Sozialversicherungspflichtige Beschäftigung

Die sozialversicherungspflichtige Beschäftigung lag im Saarland im Januar 2026 – das ist der derzeit aktuellste Datenstand – mit 385 000 Beschäftigten 1,0 Prozent unter dem Vorjahreswert. Bezogen auf Deutschland lag die Beschäftigung 0,2 Prozent unter dem Vorjahreswert.

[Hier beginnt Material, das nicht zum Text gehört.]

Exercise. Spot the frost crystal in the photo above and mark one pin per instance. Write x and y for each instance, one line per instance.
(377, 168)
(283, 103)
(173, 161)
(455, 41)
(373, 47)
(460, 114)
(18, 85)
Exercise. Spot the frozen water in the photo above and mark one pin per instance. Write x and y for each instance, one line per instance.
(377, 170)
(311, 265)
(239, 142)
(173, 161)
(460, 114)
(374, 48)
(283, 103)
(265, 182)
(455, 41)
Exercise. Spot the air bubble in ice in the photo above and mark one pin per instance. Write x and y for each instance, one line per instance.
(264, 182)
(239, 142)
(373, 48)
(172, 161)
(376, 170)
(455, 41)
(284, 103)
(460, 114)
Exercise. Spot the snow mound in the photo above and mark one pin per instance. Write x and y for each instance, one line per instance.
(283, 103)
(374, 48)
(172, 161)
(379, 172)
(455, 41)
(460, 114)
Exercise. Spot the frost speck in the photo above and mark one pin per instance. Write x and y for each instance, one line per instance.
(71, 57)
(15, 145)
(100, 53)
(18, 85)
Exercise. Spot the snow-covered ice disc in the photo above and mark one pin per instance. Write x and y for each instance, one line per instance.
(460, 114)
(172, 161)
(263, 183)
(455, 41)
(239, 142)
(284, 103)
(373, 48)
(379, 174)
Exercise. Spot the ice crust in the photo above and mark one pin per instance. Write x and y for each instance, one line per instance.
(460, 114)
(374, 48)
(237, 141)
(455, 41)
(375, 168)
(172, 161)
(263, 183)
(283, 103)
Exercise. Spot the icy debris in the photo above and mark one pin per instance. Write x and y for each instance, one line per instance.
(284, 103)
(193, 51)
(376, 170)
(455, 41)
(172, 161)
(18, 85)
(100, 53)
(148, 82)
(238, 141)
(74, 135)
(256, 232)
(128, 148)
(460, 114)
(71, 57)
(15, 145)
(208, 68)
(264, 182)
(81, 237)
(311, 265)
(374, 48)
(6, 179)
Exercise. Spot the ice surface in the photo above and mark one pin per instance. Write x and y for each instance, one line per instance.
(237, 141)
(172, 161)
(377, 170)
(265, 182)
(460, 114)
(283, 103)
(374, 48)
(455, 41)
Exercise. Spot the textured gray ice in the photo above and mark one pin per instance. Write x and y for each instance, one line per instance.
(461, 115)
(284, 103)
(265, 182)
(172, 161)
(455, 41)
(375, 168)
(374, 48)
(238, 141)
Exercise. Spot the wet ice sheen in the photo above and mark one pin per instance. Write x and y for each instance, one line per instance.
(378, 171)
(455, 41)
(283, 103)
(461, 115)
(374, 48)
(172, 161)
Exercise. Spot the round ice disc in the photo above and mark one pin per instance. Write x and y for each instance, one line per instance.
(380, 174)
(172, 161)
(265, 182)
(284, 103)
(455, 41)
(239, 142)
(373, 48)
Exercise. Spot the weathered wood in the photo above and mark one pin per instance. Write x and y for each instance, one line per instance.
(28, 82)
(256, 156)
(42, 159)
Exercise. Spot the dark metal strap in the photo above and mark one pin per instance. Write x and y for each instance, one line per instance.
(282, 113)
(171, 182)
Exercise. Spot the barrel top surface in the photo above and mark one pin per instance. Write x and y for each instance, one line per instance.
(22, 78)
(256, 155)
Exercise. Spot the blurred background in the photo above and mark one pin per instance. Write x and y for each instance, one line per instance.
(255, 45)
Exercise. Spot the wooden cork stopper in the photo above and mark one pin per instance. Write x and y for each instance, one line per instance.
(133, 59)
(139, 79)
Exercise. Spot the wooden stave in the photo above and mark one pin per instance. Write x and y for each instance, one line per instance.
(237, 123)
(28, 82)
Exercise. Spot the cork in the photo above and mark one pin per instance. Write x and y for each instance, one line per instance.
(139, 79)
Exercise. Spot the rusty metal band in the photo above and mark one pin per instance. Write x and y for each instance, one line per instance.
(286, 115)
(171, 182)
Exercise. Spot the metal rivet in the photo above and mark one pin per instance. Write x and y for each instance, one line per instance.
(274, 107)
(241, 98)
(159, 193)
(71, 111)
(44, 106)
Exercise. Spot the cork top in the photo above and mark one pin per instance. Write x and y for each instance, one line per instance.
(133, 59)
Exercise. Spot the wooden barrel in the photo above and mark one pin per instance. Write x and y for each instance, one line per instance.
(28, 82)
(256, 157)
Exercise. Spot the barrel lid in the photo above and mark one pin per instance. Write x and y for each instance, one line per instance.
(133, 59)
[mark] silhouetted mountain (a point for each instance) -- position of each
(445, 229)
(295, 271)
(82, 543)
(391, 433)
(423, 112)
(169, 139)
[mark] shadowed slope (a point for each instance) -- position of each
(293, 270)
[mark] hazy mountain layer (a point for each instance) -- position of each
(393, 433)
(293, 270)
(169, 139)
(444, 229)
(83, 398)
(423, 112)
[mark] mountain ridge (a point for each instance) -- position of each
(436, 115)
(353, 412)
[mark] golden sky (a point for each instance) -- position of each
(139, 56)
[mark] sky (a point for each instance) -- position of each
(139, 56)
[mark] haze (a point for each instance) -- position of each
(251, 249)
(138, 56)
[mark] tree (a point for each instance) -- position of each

Für einen Anstieg der Beschäftigung sorgten im Saarland vor allem das Gesundheitswesen (plus 500 auf 36 700), das Sozialwesen (plus 1 000 auf 33 100), die öffentliche Verwaltung (plus 1 500 auf 28 700), die freiberuflichen, wissenschaftlichen und technischen Dienstleistungen (plus 500 auf 27 500) sowie das Baugewerbe (plus 300 auf 20 600).

Ein Rückgang war insbesondere im Verarbeitenden Gewerbe (minus 6 400 auf 77 800), im Handel (minus 800 auf 51 700) sowie bei der Zeitarbeit (minus 700 auf 5 900) erkennbar.

Konjunkturelle Kurzarbeit

Im März reichten 25 Unternehmen Anzeigen über konjunkturelle Kurzarbeit ein. Die Anzeigen bezogen sich auf 240 Beschäftigte. Im Februar waren es fast 20 Anzeigen für 220 Beschäftigte.

Die Anzeigen für Kurzarbeit bedeuten noch nicht deren Realisierung. Zunächst geht es um eine grundsätzliche Genehmigung für die nächsten Monate. Erst nach drei Monaten kann festgestellt werden, in welchem Umfang tatsächlich kurzgearbeitet wurde. Nach den aktuellsten Hochrechnungen haben im Dezember 2025 60 Betriebe für 1 700 Mitarbeiterinnen und Mitarbeiter konjunkturelle Kurzarbeit umgesetzt.